In 1956 Casper was finally able to bring his family to Israel. Bombarded with tempting offers of high-level positions in the Foreign Ministry and asked to become head of the famous Kadoorie Agricultural School, he chose instead to take a position as the first dean of students at the Hebrew University.
Then, seven years later, he was invited to become chief rabbi in Johannesburg and had to decide where he could best serve the Jewish nation. On the advice of Israel's chief rabbi, he took the job in Johannesburg. A passionate and charismatic advocate for Israel in South Africa, he also worked tirelessly to enrich Jewish education for pupils in public schools and to preserve the Jewish identity of South Africa's Jewish community.
Casper, however, was also trying to improve the quality of life in Israel. While in Israel, he had been deeply concerned about the country's impoverished neighborhoods, especially Jerusalem's Bukharan Quarter. During his years in South Africa, he set up a special fund for their improvement.
Project Renewal, a far-reaching urban revitalization program, was established by prime minister Menachem Begin in 1977. It depended heavily on income from the Diaspora and suggested pairing well-to-do Jewish communities with destitute populations in Israel.

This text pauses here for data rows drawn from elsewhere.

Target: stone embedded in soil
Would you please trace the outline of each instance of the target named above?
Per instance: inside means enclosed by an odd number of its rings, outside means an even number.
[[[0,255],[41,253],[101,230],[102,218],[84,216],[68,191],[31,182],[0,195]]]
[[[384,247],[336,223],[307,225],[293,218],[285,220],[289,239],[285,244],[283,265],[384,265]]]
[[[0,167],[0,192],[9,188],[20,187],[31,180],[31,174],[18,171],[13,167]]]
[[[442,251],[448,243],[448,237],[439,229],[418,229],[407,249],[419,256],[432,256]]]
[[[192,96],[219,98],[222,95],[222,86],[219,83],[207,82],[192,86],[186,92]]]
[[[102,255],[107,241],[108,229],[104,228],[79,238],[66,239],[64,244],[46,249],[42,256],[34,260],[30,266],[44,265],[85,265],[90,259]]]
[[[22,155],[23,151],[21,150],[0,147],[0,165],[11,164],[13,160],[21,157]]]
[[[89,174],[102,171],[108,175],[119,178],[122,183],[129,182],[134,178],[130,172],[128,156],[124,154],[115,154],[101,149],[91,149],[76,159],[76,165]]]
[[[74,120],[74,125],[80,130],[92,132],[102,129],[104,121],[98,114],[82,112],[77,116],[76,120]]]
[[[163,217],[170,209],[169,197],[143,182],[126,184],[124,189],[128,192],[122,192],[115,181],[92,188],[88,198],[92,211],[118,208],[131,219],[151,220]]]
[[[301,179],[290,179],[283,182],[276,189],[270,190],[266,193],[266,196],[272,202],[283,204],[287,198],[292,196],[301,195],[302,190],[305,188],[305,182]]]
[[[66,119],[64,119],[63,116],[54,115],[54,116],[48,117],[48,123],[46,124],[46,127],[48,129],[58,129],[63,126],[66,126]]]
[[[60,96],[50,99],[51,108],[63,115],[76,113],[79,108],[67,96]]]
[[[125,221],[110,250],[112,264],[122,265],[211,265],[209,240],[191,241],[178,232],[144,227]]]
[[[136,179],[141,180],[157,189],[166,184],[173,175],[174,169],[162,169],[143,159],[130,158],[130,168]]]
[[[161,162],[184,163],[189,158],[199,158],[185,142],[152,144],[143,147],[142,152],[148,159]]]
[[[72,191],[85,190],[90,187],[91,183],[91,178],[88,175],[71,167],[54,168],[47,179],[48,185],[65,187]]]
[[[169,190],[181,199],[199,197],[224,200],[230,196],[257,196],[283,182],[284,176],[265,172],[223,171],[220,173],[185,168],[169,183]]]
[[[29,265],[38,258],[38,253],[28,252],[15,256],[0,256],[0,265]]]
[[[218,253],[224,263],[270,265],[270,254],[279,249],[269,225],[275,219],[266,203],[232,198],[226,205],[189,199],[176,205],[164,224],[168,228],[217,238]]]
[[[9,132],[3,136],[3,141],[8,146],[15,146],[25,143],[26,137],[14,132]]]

Johannesburg was twinned with the Bukharan Quarter, and the Jews of that city raised enormous funds for its rehabilitation.
But time went by and projects planned with vigor and enthusiasm became bogged down in Jerusalem's bureaucratic hassles. Nothing was happening, so in 1981 Casper - always a man of action - set off for the Holy Land to get a firsthand look at the problem.
After examining the situation and consulting with community organizer Moshe Kahan, he suggested a solution: They would present the dormant agencies with concrete evidence of what could be done. Using a private discretionary fund, he initiated development of several pilot projects, among them a free loan fund, a dental clinic and a hearing center whose wild successes embarrassed the municipality into getting its act together. (Today the city provides a facility, with municipal social services offering their full cooperation.)
All the projects eventually combined to become the Health and Community Service Center, with clinics in the Bukharan Quarter and a new, state-of-the-art facility in downtown Jerusalem sponsored by P.E.F. Israel Endowment Funds, Inc. of New York. P.E.F also subsidizes the free, top-quality dental care provided to children from needy families throughout their school years. Thousands of Jerusalem children have already been treated by the center.
A new program, initiated last year and hopefully to be repeated, also gave 200 elderly Jerusalemites free dental care funded by the Harry and Jeanette Weinberg Foundation. There has been a ripple effect as well for the HCS, which is now celebrating a quarter-century of service and has become a model for community service throughout the country.
The day of Casper's yahrzeit, the 10th of Tevet, has a special place in traditional life. Not only does it mark one of the fast days commemorating the destruction of Jerusalem, but it is also the general Holocaust Kaddish day. It is no coincidence that Casper, who was so passionate about rebuilding Jerusalem, should be remembered each year on this particular occasion.